Reputation: 99
I'm having an issue. It loops through the list of URLS, but it's not adding the text content of each page scraped to the presults list.
I haven't gotten to the raw text processing yet. I'll probably make a question for that once I get there if I can't figure out.
What is wrong here? The length of presults remains at 1 even though it seems to be looping through the list of urls for the scrape...
Here's part of the code I'm having an issue with:
counter=0
for xa in range(0,len(qresults)):
pageURL=qresults[xa].format()
pageresp= requests.get(pageURL, headers=headers)
if pageresp.status_code==200:
print(pageURL)
psoup=BeautifulSoup(pageresp.content, 'html.parser')
presults=[]
para=psoup.text
presults.append(para)
print(len(presults))
else: print("Could not reach domain")
print(len(presults))
Upvotes: 0
Views: 1241
Reputation: 77910
Your immediate problem is here:
presults=[]
para=psoup.text
presults.append(para)
On every for
iteration, you replace your existing presults
list with the empty list and add one item.

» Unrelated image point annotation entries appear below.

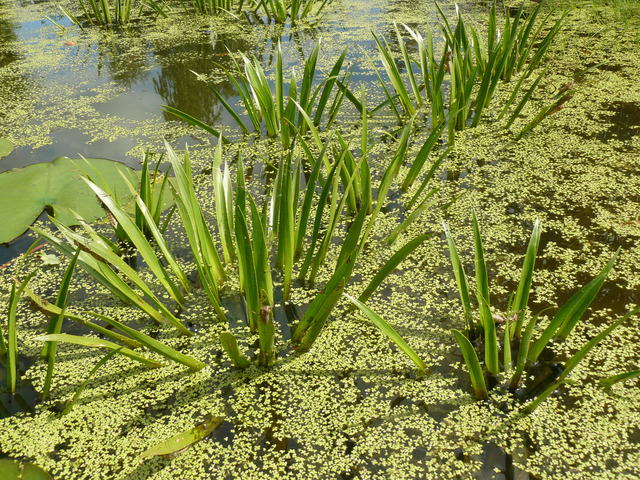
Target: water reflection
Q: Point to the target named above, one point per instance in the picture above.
(179, 87)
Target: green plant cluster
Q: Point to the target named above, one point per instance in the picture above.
(294, 227)
(107, 13)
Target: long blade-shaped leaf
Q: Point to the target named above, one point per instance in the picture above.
(99, 343)
(391, 264)
(388, 330)
(55, 325)
(230, 345)
(522, 293)
(84, 384)
(580, 354)
(568, 316)
(152, 343)
(473, 364)
(12, 333)
(182, 441)
(461, 278)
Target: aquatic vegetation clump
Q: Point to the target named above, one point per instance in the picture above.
(101, 13)
(474, 68)
(263, 104)
(526, 361)
(251, 237)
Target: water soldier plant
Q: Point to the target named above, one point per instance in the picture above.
(101, 13)
(252, 239)
(263, 102)
(480, 338)
(294, 10)
(474, 68)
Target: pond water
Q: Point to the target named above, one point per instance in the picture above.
(352, 407)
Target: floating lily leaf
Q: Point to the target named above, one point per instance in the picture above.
(6, 147)
(179, 443)
(15, 470)
(26, 192)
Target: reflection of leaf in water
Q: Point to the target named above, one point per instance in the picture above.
(6, 147)
(15, 470)
(177, 444)
(50, 259)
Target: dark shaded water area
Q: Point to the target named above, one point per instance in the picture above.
(99, 94)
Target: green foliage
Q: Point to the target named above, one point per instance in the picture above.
(6, 147)
(180, 442)
(295, 10)
(474, 68)
(264, 103)
(17, 470)
(54, 186)
(559, 327)
(10, 347)
(101, 13)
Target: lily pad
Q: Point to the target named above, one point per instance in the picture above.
(6, 147)
(15, 470)
(57, 187)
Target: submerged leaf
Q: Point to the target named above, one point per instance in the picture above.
(16, 470)
(6, 147)
(179, 443)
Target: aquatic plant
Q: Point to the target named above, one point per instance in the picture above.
(9, 348)
(280, 10)
(475, 68)
(56, 187)
(6, 147)
(210, 7)
(263, 102)
(99, 12)
(284, 217)
(483, 331)
(17, 470)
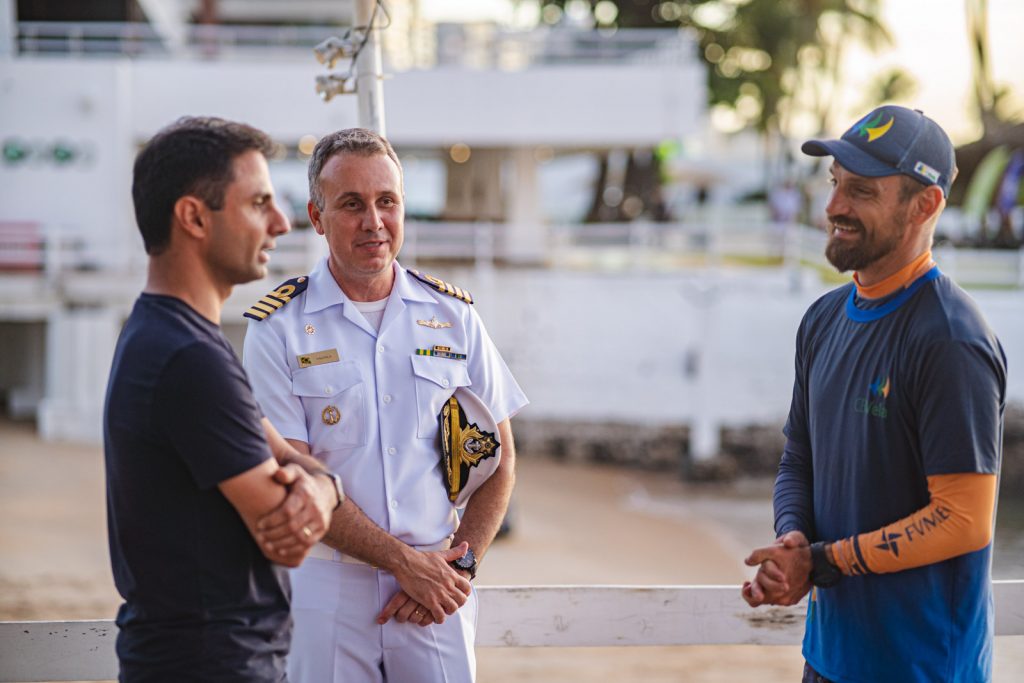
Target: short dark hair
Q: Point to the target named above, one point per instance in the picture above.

On the next iteration, you again wipe out the previous result.
Your initialization must be done only once and that before the loop:
presults = []
for xa in range(0,len(qresults)):
Upvotes: 1
Reputation: 20362
Ok, I don't even see you looping through any URLs here, but below is a generic example of how this kind of request can be achieved.
import requests
from bs4 import BeautifulSoup
base_url = "http://www.privredni-imenik.com/pretraga?abcd=&keyword=&cities_id=0&category_id=0&sub_category_id=0&page=1"
current_page = 1
while current_page < 200:
print(current_page)
url = base_url + str(current_page)
#current_page += 1
r = requests.get(url)
zute_soup = BeautifulSoup(r.text, 'html.parser')
firme = zute_soup.findAll('div', {'class': 'jobs-item'})
for title in firme:
title1 = title.findAll('h6')[0].text
print(title1)
adresa = title.findAll('div', {'class': 'description'})[0].text
print(adresa)
kontakt = title.findAll('div', {'class': 'description'})[1].text
print(kontakt)
print('\n')
page_line = "{title1}\n{adresa}\n{kontakt}".format(
title1=title1,
adresa=adresa,
kontakt=kontakt
)
current_page += 1
Upvotes: 0